In another aspect, the present invention relates to the use of the peptide-drug complex for penetrating the blood-brain barrier for the prevention or treatment of brain diseases or brain tumors.
In another aspect, the present invention relates to the use of the peptide-drug complex for penetrating the blood-brain barrier for the preparation of an agent for the prevention or treatment of brain diseases or brain tumors.
In the present invention, antibodies or therapeutic nucleic acid substances that can be used to treat other brain diseases in addition to brain tumor inhibition can be combined with peptides for penetrating the blood-brain barrier.
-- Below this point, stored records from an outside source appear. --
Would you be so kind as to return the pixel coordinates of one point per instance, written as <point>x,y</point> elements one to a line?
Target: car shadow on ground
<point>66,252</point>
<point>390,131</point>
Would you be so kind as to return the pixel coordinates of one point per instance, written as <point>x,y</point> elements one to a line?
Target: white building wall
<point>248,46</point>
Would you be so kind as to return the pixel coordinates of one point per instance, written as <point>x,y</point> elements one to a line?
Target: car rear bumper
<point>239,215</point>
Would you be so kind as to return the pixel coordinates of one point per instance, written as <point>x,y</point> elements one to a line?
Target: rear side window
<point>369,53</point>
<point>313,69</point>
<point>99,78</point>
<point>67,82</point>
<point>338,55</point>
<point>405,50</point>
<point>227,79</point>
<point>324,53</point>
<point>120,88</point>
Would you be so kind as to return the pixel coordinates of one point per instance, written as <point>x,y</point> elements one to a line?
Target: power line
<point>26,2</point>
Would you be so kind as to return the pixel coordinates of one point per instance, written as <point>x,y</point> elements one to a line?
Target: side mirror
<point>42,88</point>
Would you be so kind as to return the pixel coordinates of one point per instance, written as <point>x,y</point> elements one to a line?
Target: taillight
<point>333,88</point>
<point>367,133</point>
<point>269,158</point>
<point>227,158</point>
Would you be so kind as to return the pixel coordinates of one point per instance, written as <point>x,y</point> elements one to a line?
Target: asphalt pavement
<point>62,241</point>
In the present invention, the brain disease may be selected from the group consisting of encephalitis, Parkinson's disease, epilepsy, Huntington's disease, Alzheimer's disease, Lou Gehrig's disease, Pick's disease, epilepsy, Creutzfeldt-Jakob disease, progressive supranuclear palsy, spinocerebellar degeneration, cerebellar atrophy, multiple sclerosis, senile dementia caused by the loss of nerve cells, stroke, amnesia, depression, and post-traumatic stress disorder.
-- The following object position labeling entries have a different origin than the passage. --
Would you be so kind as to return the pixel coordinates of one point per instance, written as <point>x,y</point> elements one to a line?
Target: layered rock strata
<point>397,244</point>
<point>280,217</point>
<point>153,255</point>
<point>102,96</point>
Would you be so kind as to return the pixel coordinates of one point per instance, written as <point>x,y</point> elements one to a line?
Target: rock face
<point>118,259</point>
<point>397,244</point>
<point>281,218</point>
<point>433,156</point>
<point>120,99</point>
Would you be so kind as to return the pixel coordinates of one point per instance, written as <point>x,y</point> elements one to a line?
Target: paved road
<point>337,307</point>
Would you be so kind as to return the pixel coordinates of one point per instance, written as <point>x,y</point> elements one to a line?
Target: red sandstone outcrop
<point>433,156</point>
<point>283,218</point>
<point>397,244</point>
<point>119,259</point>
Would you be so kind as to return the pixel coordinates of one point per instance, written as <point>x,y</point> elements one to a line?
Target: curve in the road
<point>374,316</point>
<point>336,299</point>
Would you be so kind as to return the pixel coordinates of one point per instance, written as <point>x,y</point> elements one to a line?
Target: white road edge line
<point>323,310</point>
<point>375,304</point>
In the present invention, the brain tumor may be selected from the group consisting of glioma, glioblastoma multiforme, meningioma, astrocytoma, acoustic neuroma, chondroma, rare glioblastoma, medulloblastoma, ganglioneuroma, schwannoma, neurofibroma, neuroblastoma, and epidural, intramedullary or intrathecal tumors.
In the present invention, a single dose of the peptide-drug complex for penetrating the blood-brain barrier may be 1 μg/kg to 100 mg/kg, preferably 5 μg/kg to 50 mg/kg, and may be characterized by administration once daily or 1-3 times per week, but the dose and dosing interval are not limited thereto.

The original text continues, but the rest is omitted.